Работа у него была напряженная, он мало что мог рассказать, но выговориться ему ой как хотелось. Поэтому и привлекла его в девушке ее крайняя нелюбознательность и то, что она не позволяла себе говорить лишнее, чем, по его словам и, видимо, горькому опыту, грешил женский род. Вот и сейчас, начни она расспрашивать, он замкнулся бы, замолчал, а если Люба сделает вид, что ей все это безразлично, может, что-то и расскажет. И она не ошиблась.
— Неважно, какие задачи у общества, главное — чем занимаюсь в обществе я. Ты удивилась, узнав, что я ученый в военной форме, но это действительно так. Я остаюсь историком-археологом, но только теперь провожу исследования на более высоком уровне. Я изучаю силу предметов, особенно древних.
— Силу вещей? — недоуменно переспросила Люба и еле удержалась, чтобы не рассмеяться.
— Именно так. Каждая вещь несет в себе частицу силы своего хозяина.
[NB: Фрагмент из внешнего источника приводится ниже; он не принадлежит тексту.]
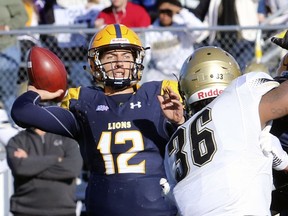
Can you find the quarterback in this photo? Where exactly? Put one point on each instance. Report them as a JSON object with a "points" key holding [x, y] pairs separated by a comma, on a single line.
{"points": [[219, 162], [119, 126]]}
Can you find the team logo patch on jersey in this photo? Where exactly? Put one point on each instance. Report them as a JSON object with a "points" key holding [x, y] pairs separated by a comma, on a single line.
{"points": [[138, 104], [57, 142], [102, 108]]}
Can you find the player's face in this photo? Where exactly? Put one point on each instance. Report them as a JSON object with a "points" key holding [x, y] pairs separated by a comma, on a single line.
{"points": [[118, 63], [118, 3]]}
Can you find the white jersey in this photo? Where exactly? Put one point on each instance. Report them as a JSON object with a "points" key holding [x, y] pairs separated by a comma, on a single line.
{"points": [[215, 160]]}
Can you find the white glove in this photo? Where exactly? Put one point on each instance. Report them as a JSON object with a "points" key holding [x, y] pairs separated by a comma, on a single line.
{"points": [[271, 147], [165, 186]]}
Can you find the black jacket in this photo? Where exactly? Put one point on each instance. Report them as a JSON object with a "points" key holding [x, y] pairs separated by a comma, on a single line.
{"points": [[42, 184]]}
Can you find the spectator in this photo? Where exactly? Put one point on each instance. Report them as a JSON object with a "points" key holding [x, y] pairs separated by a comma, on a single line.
{"points": [[123, 12], [279, 128], [119, 126], [169, 48], [230, 13], [268, 8], [12, 16], [225, 152], [150, 6], [78, 76], [45, 167]]}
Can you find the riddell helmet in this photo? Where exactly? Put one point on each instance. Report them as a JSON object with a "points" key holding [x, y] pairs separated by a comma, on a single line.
{"points": [[256, 67], [206, 73], [115, 36]]}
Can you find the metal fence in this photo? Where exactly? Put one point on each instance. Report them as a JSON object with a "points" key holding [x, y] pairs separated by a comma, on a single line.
{"points": [[70, 44]]}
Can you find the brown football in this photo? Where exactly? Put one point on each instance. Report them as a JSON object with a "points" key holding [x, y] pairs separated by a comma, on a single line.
{"points": [[46, 71]]}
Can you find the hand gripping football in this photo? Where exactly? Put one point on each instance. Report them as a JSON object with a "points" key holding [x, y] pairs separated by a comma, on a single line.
{"points": [[46, 71]]}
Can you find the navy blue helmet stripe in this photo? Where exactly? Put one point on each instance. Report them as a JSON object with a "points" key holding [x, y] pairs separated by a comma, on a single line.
{"points": [[118, 31]]}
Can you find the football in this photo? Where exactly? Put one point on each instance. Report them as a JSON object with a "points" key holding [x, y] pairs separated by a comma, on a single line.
{"points": [[46, 71]]}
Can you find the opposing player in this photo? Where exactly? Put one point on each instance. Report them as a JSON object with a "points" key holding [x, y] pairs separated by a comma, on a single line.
{"points": [[220, 160], [119, 126]]}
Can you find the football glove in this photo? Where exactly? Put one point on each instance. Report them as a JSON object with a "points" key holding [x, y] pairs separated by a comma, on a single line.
{"points": [[271, 147], [281, 41]]}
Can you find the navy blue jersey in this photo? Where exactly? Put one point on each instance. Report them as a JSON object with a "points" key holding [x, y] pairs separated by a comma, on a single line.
{"points": [[122, 139]]}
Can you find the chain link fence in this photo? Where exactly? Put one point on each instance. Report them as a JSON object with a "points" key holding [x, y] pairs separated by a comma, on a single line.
{"points": [[71, 43]]}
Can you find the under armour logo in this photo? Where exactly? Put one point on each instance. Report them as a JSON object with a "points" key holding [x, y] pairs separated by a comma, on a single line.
{"points": [[138, 104], [58, 142]]}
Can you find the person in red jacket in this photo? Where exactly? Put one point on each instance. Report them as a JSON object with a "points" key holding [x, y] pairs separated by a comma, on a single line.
{"points": [[123, 12]]}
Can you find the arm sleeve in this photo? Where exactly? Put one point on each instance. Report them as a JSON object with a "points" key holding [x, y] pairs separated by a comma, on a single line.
{"points": [[28, 167], [69, 167], [27, 113]]}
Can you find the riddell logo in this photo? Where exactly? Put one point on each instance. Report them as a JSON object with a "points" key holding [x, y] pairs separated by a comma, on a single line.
{"points": [[209, 93]]}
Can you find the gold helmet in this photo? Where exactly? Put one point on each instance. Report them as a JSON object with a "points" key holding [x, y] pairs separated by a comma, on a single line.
{"points": [[256, 67], [115, 36], [206, 73]]}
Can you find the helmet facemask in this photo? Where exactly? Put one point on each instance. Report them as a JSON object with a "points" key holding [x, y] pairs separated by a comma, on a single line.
{"points": [[116, 38], [107, 77]]}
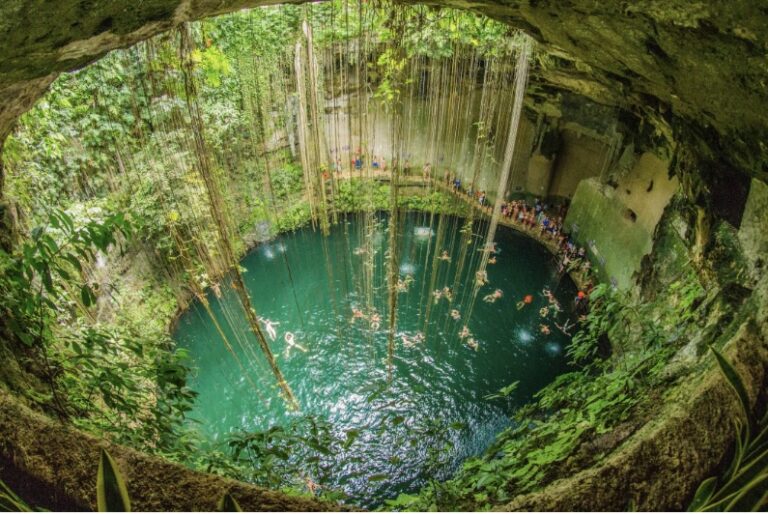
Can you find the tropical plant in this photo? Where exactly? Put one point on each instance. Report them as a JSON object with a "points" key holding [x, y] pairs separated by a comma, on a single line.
{"points": [[743, 487]]}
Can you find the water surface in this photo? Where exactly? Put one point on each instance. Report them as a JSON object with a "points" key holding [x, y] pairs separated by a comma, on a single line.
{"points": [[433, 413]]}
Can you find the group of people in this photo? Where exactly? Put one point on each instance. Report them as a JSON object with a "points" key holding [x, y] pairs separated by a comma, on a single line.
{"points": [[374, 318], [288, 337]]}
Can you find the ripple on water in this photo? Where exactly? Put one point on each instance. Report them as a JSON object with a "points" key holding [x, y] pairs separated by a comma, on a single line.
{"points": [[437, 383]]}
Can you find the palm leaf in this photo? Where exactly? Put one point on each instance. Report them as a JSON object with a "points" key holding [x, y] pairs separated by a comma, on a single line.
{"points": [[111, 493], [737, 384], [10, 501], [227, 503], [703, 494]]}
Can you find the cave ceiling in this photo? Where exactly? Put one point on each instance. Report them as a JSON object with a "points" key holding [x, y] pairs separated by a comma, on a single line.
{"points": [[698, 68]]}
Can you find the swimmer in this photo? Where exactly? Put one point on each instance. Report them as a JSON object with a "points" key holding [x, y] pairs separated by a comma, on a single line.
{"points": [[375, 321], [357, 314], [269, 326], [490, 298], [565, 328], [525, 301], [290, 340], [312, 486]]}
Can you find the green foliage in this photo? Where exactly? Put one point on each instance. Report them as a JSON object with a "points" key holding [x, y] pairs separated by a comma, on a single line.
{"points": [[578, 407], [111, 493], [47, 261], [287, 181], [10, 501], [285, 457], [228, 504], [744, 486]]}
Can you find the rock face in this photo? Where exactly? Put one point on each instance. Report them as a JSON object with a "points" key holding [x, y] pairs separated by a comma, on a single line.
{"points": [[697, 69]]}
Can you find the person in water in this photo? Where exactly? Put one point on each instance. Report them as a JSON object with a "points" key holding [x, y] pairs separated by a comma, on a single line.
{"points": [[290, 340], [357, 314], [269, 326], [565, 328], [491, 298], [375, 321], [525, 301]]}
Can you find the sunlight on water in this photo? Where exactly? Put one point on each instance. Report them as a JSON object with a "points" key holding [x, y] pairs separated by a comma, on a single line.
{"points": [[336, 363]]}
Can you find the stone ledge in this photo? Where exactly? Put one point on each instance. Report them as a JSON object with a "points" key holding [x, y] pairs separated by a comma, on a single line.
{"points": [[58, 463], [660, 467]]}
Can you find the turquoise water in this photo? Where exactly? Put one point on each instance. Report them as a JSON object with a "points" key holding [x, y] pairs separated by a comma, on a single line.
{"points": [[433, 413]]}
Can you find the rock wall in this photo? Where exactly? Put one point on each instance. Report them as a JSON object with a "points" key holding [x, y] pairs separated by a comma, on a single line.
{"points": [[616, 224], [698, 67], [753, 233], [56, 465]]}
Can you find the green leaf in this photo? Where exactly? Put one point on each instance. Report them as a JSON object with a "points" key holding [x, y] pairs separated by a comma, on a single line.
{"points": [[111, 493], [227, 503], [703, 494], [737, 384], [86, 294], [10, 501]]}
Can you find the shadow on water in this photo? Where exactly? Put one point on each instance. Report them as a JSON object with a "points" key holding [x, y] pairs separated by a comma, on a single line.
{"points": [[434, 413]]}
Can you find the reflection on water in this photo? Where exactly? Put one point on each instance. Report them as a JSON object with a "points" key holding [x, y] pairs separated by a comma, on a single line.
{"points": [[314, 289]]}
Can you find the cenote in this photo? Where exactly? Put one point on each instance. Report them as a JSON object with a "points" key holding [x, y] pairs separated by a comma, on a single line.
{"points": [[384, 436]]}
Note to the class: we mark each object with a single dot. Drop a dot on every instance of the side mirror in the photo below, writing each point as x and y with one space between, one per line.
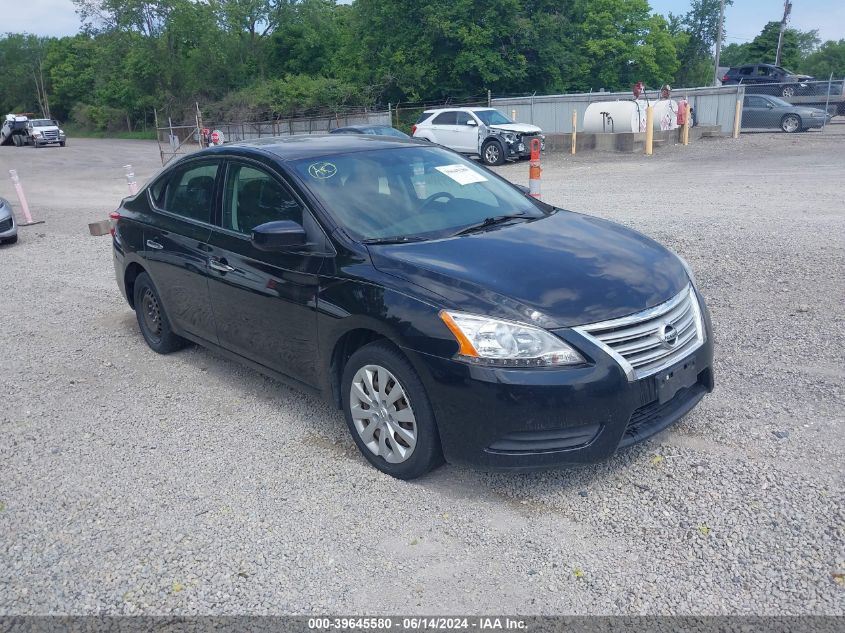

— Выходит, ложка, которой я ем, перенимает часть моей силы? Но завтра этой ложкой будешь есть ты, и у тебя она тоже отберет силу? И чья же сила возьмет верх? — Люба рассмеялась.
— Это не то, что ты думаешь. — Немец поморщился. — Я занимаюсь поиском предметов и мест, имеющих сакральную силу. Недавно меня не было две недели — я ездил в генеральный округ «Таврия»[54]. Там в древности находилось государство наших предков, готов, от которых пошли и мы, арийцы. Это священная земля — Великая Готия, и в дальнейшем там должны будут жить лишь немцы — никаких инородцев! Это часть Великой Германии — Gotenreich! Мы обследовали ее[55], но этот край весьма обширен и пока мало что удалось найти — местные варвары хищнически относились к тому, что хранила эта земля. Мне очень понравились земли возле Теодериксхафена[56].
— Но я не понимаю, неужели все это имеет какое-то значение во время войны? — удивилась Люба.
— Конечно имеет, — торжественно произнес Штюрнер. — Сейчас я тебе кое-что расскажу — знаю, ты умная девочка и не будешь об этом болтать. Ведь ты теперь в ответе за жизнь своего будущего ребенка.
— Нашего, — уточнила Люба.
— Да, в нем будет течь и германская кровь… Так вот, в христианском мире существует несколько святынь, имеющих сакральное значение, из которых на первом месте стоит чаша Грааля, а на втором — Копье Лонгина, которым было проткнуто тело распятого Иисуса Христа.
— Какой ужас! — Люба вздрогнула.
— Да нет же, для римских легионеров это была будничная работа. У них не существовало зондеркоманд, но размах казней поражал воображение — тысячи, а иногда десятки тысяч распятых на крестах, которые устанавливали вдоль дорог, чтобы казненные медленно умирали. У каждого легионера при себе всегда имелся топор и несколько гвоздей. Один удар — прибита правая рука, второй — левая, а для того чтобы одним гвоздем укрепить скрещенные ноги, требовалась практика. Четвертым ударом нижний гвоздь загибался, чтобы надежнее удерживал пригвожденного. — У Штюрнера от возбуждения загорелись глаза, казалось, он сожалеет, что не живет в те времена, когда воины были «многостаночниками» — и воевали, и казнили.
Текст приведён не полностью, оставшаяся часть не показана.